Warning Signs of Preterm Labor
IF YOU ARE EXPERIENCING THESE SYMPTOMS, GO TO
LABOR & DELIVERY OR CALL OUR OFFICE
- Uterine contractions
Four (4) or more per hour - May be painless
- Menstrual-like cramps
Felt low in the abdomen - May be constant or come and go
- Lower, dull backaches
Lower back pain that may radiate to the sides or the front - not relieved by change in position
- Pelvic pressure
It may feel as though the baby is going to "Fall out"
- Stomach cramps
You may have the feeling of "gas pains" with or without diarrhea
- Increase/change in vaginal discharge
May become pink or brown - tinged, mucousy or watery
- A general feeling that something is not right
You may just not feel well even without a specific cause
PRENATAL INSTRUCTIONS TO MOTHERS IN SUSPECTED LABOR
There are three signs of labor to watch for. You may have one or more of these signs:
- Bloody show – this may occur before or during labor. This “show” is blood-tinged mucous that is discharged when the mouth of the womb opens or dilates. If this occurs after 36 weeks, it is normal and you should not be concerned about it. IF YOU HAVE HEAVY BLEEDING LIKE A PERIOD, CALL OUR OFFICE OR GO TO THE HOSPITAL!
- Bag of water breaks – this is fluid that surrounds your baby and protects it during pregnancy. The bag may just leak and you will feel wet all the time or it may gush and the fluid will run down your leg. CALL THE OFFICE OR GO TO THE HOSPITAL IF YOU THINK YOUR BAG OF WATER BROKE!

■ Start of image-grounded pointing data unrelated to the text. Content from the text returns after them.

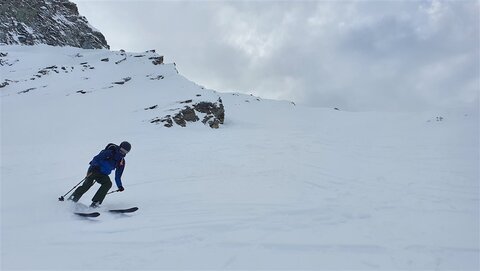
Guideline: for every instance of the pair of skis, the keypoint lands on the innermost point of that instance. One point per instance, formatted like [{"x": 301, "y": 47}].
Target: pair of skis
[{"x": 116, "y": 211}]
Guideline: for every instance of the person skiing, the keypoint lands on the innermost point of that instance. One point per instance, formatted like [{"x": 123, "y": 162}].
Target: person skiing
[{"x": 110, "y": 158}]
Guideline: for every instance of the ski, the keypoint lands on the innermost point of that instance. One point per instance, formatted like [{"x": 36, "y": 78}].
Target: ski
[
  {"x": 123, "y": 211},
  {"x": 94, "y": 214}
]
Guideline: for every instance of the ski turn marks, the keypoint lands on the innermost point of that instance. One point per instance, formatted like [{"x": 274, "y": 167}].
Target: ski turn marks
[
  {"x": 94, "y": 214},
  {"x": 123, "y": 211}
]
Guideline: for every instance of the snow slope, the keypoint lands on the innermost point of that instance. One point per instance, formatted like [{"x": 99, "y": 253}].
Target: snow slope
[{"x": 278, "y": 186}]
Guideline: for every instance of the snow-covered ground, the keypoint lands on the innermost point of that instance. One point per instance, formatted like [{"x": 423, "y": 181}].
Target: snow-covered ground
[{"x": 278, "y": 186}]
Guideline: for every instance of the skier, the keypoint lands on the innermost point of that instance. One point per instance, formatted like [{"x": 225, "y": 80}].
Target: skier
[{"x": 112, "y": 157}]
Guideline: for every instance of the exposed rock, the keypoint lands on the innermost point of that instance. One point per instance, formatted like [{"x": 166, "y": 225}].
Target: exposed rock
[
  {"x": 157, "y": 60},
  {"x": 52, "y": 22},
  {"x": 213, "y": 114}
]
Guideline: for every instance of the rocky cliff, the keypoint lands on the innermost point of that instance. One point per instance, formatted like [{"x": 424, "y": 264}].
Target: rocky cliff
[{"x": 52, "y": 22}]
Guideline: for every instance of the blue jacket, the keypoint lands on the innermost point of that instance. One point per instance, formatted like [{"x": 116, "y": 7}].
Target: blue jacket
[{"x": 108, "y": 160}]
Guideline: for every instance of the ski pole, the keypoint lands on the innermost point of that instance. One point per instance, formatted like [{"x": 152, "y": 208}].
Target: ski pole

- Contractions – the pains or contractions begin mild and irregular, but then become stronger and closer together. You should time your contractions. When your feel one starting, write down the time. When the next one starts, write down the time. Record and time the length of the contraction. After 36 weeks gestation (when you are one month before your due date) and your contractions come every five minutes or less for one hour, call our office or go to the hospital. If you are less than 36 weeks and you feel four or more contractions per hour, call our office or go to the hospital; you may be in preterm labor.
When the office is closed, you can call Labor and Delivery at your preferred hospital to reach Dr. Underwood or the doctor on call during the weekend. The phone number for L & D is:
When you arrive at the hospital, always enter through the Emergency Room (ER) and you will be directed to Labor and Delivery from there. A registered nurse will be there to examine you, and will call the doctor.